In this essay I seek to explore some resonances between the construction of a subgenre of contemporary literature commentary, translated into the hybrid criticism/self-help, and some aspects of César Aira's work, who has developed throughout his career a body of work that was quite refractory to the game commonly played between literature and pedagogy, founded on the leading role that literary creation could have in terms of fostering laudable moral prescriptions. Believing that this is how Aira thinks and acts, I also believe that, despite his possible authorial intentions, there is something in his literature that nurtures a certain ethical panorama. I seek here to comment on and discuss this panorama from a timely reading of a selection of texts by Aira that flirt with autobiography and autofiction (such as La Vida Nueva), associated with others that deal with the relationship between literature and life (such as El Náufrago and Cecil Taylor), summoned around a stock of personal anecdotes of exploratory motivation based on the theme established in the title.

Keywords:
self-help; autobiography; Aira

Resumen

En este ensayo busco explorar algunas resonancias entre la construcción de un subgénero del comentario de la literatura contemporánea, traducido en el híbrido crítica/ autoayuda, y algunos aspectos de la obra de César Aira, quien construyó a lo largo de su carrera una obra bastante refractaria al juego comúnmente celebrado entre literatura y pedagogía, fundado en el papel tutor que la creación literaria puede desempeñar en términos de fomentar prescripciones morales loables. Creyendo que así pensó e hizo Aira, creo también que, a pesar de sus posibles intenciones autorales, hay algo en su literatura que nutre un cierto panorama ético. Busco aquí comentar y discutir este panorama a partir de una lectura, necesariamente puntual, de un conjunto de textos de Aira que coquetean con la autobiografía y la autoficción (como La Vida Nueva), asociados a otros que trabajan el tema de la relación entre literatura y vida (como El Náufrago y Cecil Taylor), convocados alrededor de una anécdota personal de motivación exploratoria basada en la temática establecida en el título.

Palabras-clave:
autoayuda; autobiografía; Aira

I

Faz pouco tempo comecei a me dar conta de que estava há alguns anos acumulando um conjunto de livros que tinham como uma espécie de ponto de fuga comum a ideia de que é possível aprender algo sobre a vida com a literatura. Dito assim, de chofre, parece algo muito banal, pouco controvertido: quem vai disputar uma ideia dessas? Mil e uma justificativas para o paideuma literário passam por isso: pelo entendimento de que há um ensinamento subjacente à leitura literária. Vão variar o grau em que essa noção é abraçada, ou a ênfase conferida aos saberes que se supõe que o literário possui e pode compartilhar. Mas a crença em um aprendizado com a literatura é antiga, e tão disseminada que alcança o incontroverso. Se há aprendizado, há mudança, transformação: se a literatura pode ensinar, pode, portanto, “mudar sua vida”.

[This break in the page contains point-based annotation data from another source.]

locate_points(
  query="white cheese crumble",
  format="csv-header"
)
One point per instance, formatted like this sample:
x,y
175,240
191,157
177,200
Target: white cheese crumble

Mas esses livros que comecei, de maneira casual e errática, a colecionar, davam uma volta a mais nesse parafuso, aproximando essa concepção do universo da autoajuda. Termo acomodado em uma região de infâmia sem inflamação no espaço crítico contemporâneo, a autoajuda seria uma espécie de subgênero dos subgêneros, ainda mais miserabilizável por sua alegada força de panaceia, e sua venda de noções de progresso moral a baixo custo, em baixa voltagem, em tendência conformista. Autoajuda é dinheiro, é best-seller, é um fora da literatura: onde está a autoajuda, a literatura já saiu de cena, todo o jogo do ensinamento é um avesso ao literário, que se constitui e opera por outra ordem de perturbação.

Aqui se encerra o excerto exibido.